FORMER Miss World, Rosanna Davison, and Late Late show presenter, Ryan Tubridy, have been granted tax-free status by the Revenue Commissioners under the artists’ exemption scheme.
They are among 93 new additions to the list of tax-free artists, which includes 27 painters and illustrators, 26 authors, 15 musicians and composers, 16 sculptors and nine scriptwriters and playwrights.
Ms Davison gets the perk for her share of earnings from the children’s book, The Girl in the Yellow Dress.
The book was written by Marisa Mackle and illustrated by Ms Davison who said it was her first time “to turn my passion for art into a professional venture”.
It reached number five in the Irish children’s book charts and a second children’s book by the duo, Lucy Goes to Hollywood, is due to be published next month.
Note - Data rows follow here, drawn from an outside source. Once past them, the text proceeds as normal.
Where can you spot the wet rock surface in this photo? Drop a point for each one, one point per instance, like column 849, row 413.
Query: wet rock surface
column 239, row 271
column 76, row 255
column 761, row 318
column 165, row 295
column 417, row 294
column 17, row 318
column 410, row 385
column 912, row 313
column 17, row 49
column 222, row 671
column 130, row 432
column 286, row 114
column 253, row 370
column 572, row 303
Mr Tubridy was granted tax-free status on earnings from his book JFK in Ireland after an application for artistic recognition received a “favourable determination” from the Revenue. It tells the story of US president John F Kennedy’s four-day trip to Ireland in June 1963 when he visited Dublin, Cork and his ancestral home in Co Wexford. JFK was the first US president to visit Ireland. His great-grandfather Patrick left Dunganstown for Boston in 1848.
Finance Minister Brian Lenihan severely curtailed the artists’ exemption scheme in the December budget, reducing the threshold from €125,000 to €40,000.
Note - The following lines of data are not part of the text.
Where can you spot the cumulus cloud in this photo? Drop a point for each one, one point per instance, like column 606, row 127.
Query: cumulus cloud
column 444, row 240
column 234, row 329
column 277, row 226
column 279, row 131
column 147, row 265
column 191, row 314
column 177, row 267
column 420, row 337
The scheme was introduced by the late Charles Haughey in 1969 and up until 2006 it was unique in the world for allowing artists to keep every cent of their earnings, though they did pay PRSI.
The first cap on earnings of €250,000 was introduced in the 2006 budget.
Before the scheme was capped one mystery artist — thought to be one of the country’s super-rich rock stars — earned €10 million in a year under the scheme without paying any tax.